As the Supreme Court turned its attention last week to gay marriage and the 1996 Defense of Marriage Act (DOMA), Stanford Law School students played a central role in securing support for an amicus brief deployed in oral arguments against DOMA in United States v. Windsor.
DOMA, a federal law that restricts federal benefits and denies interstate recognition to same-sex marriages, has been found unconstitutional by several lower courts. In Windsor, a coalition of prominent military and national security officials submitted a brief addressing the legislation’s impact on the military.
“DOMA violates the military’s… commitment to provide for all service members and their families,” reads Section II of the brief, which was written by the Washington, D.C.-based law firm Sidley Austin LLP. “There is no question that DOMA discriminates against certain legally married service members and veterans and their families.”
The brief identified healthcare, housing, education and survivorship benefits as some of the areas in which DOMA allegedly discriminates against gay and lesbian service members, and it claimed that DOMA has a negative effect on recruiting efforts, constituting “an affront to core military values.”

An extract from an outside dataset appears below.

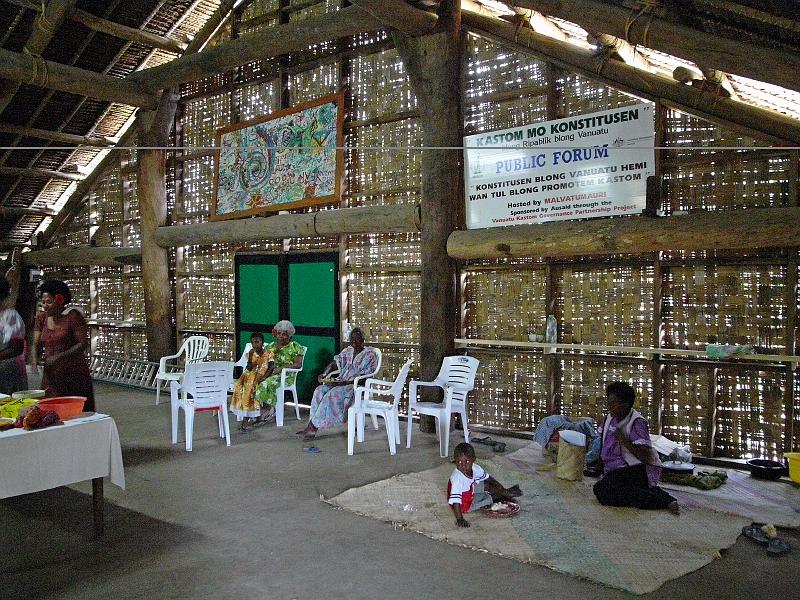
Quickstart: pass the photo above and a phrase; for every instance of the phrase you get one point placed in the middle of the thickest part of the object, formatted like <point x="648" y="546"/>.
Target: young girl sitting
<point x="471" y="488"/>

“What is driving this from our perspective and our clients’ perspective is we are talking about people who serve and sacrifice and whose families sacrifice so much for our country,” said J.P. Schnapper-Casteras ’05 M.A. ’05 J.D. ’08, an associate at Sidley Austin who was heavily involved in the writing of the brief. “There’s a core feeling that they deserve to get the same benefits as everyone else, regardless of their sexual orientation.”
Soliciting support
Jake Klonoski J.D. ’13 said that Pamela Karlan, a professor of law who served as part of the plaintiff’s legal team in Windsor, reached out to him to help garner support and signatories for the brief. Klonoski, a Navy veteran, had helped found the Stanford Law Veterans Organization.
Along with several other students, Klonoski sent out emails asking members of the Stanford veterans community to present the brief to military officials across the country in an effort to secure their signatures. Thirty individuals and two military support organizations ultimately signed the brief.
“The group at Stanford is a really tangled and wide-ranging network of people that know people that are important,” Klonoski said. “Even if people don’t necessarily know admirals and generals at Stanford, they worked for people at other places so they often asked their own bosses and engaged a lot of people they knew.”
The students’ efforts initially targeted Stanford-based officials such as former Special Assistant to the President for National Security Affairs Coit Blacker, former Ambassador to Afghanistan Karl Eikenberry M.A. ’94 Ph.D. ’13, former Senator Russ Feingold, former Secretary of Defense William Perry ’49 M.S. ’50, former Secretary of State Condoleezza Rice, retired Admiral Gary Roughead and former Secretary of State George Shultz. Of that group, Blacker, Feingold and Perry signed the brief.
Feingold, who said that it is “absolutely clear that DOMA discriminates against legally married service members,” was one of 14 senators to vote against DOMA in 1996.
“It’s well past time for the Court to reverse a statute that has caused so much pain because of a shameful moment of political expediency,” Feingold wrote in a statement in which he also called the legislation a “hateful measure.”
According to Klonoski, students and veterans at peer institutions like Harvard, Princeton and Yale also worked to secure support for the brief.
“What’s really unique about this case is that it’s a coalition of individuals, not a preset institution,” Schnapper-Casteras noted. “It’s folks that we had to corral from all walks of life and speak with them and get them to sign on.”
Klonoski framed the process of gathering signatures as a “huge social network experiment,” with a positive outcome emerging from the connection between Stanford and the military.
“There are liberals who care a lot about these issues and veterans, who are more likely to be conservative,” Klonoski said. “These two groups are supposedly antithetical, but here the synergy of having them in the same place was, to me, really wonderful.”
The Supreme Court is expected to release its verdict on United States v. Windsor in June.